Motorhome built on a VW Beetle Chassis With Sleeping and Camping for FourThis cleverly designed mini-home has compact motorhome-style facilities for four. It was featured on the cover of Mechanix Illustrated magazine.
Now available for Instant Download!Digital plans include ten 17 x 22 inch digital drawings, a 17-page booklet in PDF format, and a 3D model in Rhinoceros.
My first encounter with MiniHome was on a Los Angeles freeway where we passed each other heading in opposite directions. I immediately took chase. Nobody could pass a motorhome with a VW Beetle protruding from its front without finding out the details. As it turned out, these VW-based mini-motor homes were being custom-manufactured by a small shop in Irvine, California. The name for the vehicle was Lil Bugger, Bugger being a derivative of Bug for the VW Bug. It seemed innocent enough to me. After driving one, I negotiated with the owner for the rights to publish plans under the Mechanix Illustrated logo. Fast forward to a conversation with Bob Beason, MI’s Editor. He liked the idea, but there was no way it would be pubished with their logo on the plans while having a name like that. Within a few months the little motor home was on the cover of Mechanix Illustrated magazine as MI’s MiniHome. But underneath that innocent-looking decal across the cab-over still lies the offending name that almost killed a very interesting set of plans.

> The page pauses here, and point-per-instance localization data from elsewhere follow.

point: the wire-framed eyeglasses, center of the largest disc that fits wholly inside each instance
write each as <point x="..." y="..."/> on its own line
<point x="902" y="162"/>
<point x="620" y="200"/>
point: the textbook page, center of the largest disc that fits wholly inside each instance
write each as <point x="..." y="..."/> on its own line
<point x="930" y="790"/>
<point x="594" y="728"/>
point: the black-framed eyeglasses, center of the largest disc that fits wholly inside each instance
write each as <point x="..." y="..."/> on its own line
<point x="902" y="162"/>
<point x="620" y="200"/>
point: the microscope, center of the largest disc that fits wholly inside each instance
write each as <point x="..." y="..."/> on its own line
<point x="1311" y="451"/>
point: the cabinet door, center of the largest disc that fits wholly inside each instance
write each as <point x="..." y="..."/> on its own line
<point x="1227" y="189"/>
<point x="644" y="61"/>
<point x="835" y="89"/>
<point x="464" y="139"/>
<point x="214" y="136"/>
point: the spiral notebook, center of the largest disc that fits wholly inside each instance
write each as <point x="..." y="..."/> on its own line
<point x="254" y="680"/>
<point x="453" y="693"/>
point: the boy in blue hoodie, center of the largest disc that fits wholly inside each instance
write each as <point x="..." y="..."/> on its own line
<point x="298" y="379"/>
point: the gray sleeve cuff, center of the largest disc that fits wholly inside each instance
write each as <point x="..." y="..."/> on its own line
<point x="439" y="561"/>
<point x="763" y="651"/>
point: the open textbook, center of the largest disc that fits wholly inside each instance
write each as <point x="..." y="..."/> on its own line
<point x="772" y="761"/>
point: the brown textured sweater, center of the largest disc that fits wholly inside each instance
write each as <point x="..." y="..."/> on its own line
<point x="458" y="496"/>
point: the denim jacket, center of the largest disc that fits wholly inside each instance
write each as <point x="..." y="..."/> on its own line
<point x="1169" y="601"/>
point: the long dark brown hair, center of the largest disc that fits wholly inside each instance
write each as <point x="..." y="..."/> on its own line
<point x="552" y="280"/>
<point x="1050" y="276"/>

Despite its contradictory appearance, MiniHome is an amazing little vehicle. Due to its wide offset wheels, beefed up stabilizer bar, and rear overload shocks, it handles very much like the stock VW. And its overall design is one of the most clever packaging solutions around. Inside, it has all the appointments and facilities of a standard camper. Appliances and storage space are situated across the rear. The butane stove and stainless steel sink located in the left rear corner mount to a single module that slides out the side so you can cook and wash either outdoors or inside. A 50-lb size icebox is located in the center rear, and a closet is located on the right. Turning the large swivel-base chairs 180 degrees (backs against the windshield) opens up the center so the modular lower bed can slide out of its hideaway compartment. The cab-over section makes into another full-size bed by folding down a hinged extension.
Driving MiniHome is an addictive experience. Acceleration and cornering are much like the original VW. But one does have to negotiate a few trial turns in order to gain confidence in its roll stability. MiniHome is much more stable than it looks. After a few minutes behind the wheel, the pleasure of driving such a small vehicle, in comparison to other RVs, begins to take effect. MiniHome has a feel much like that of the original Beetle. The only detriment is limited rear visibility, like many other RVs. That’s the reason for the large outside mirrors. Also, maximum speed is reduced about 10 mph, and fuel economy suffers slightly because of increased air resistance at highway speeds. Otherwise, you’ll think you’re driving a VW Beetle.
MiniHome is built like any other camper using 1 x 2 structural members covered with paneling on the inside and conventional corrugated skin on the outside. Click on the image of the rendering in the left margin to see an exploded view showing details of MiniHome’s construction and layout. Construction costs will run about $2000, plus the cost of the VW. Plans have complete instructions.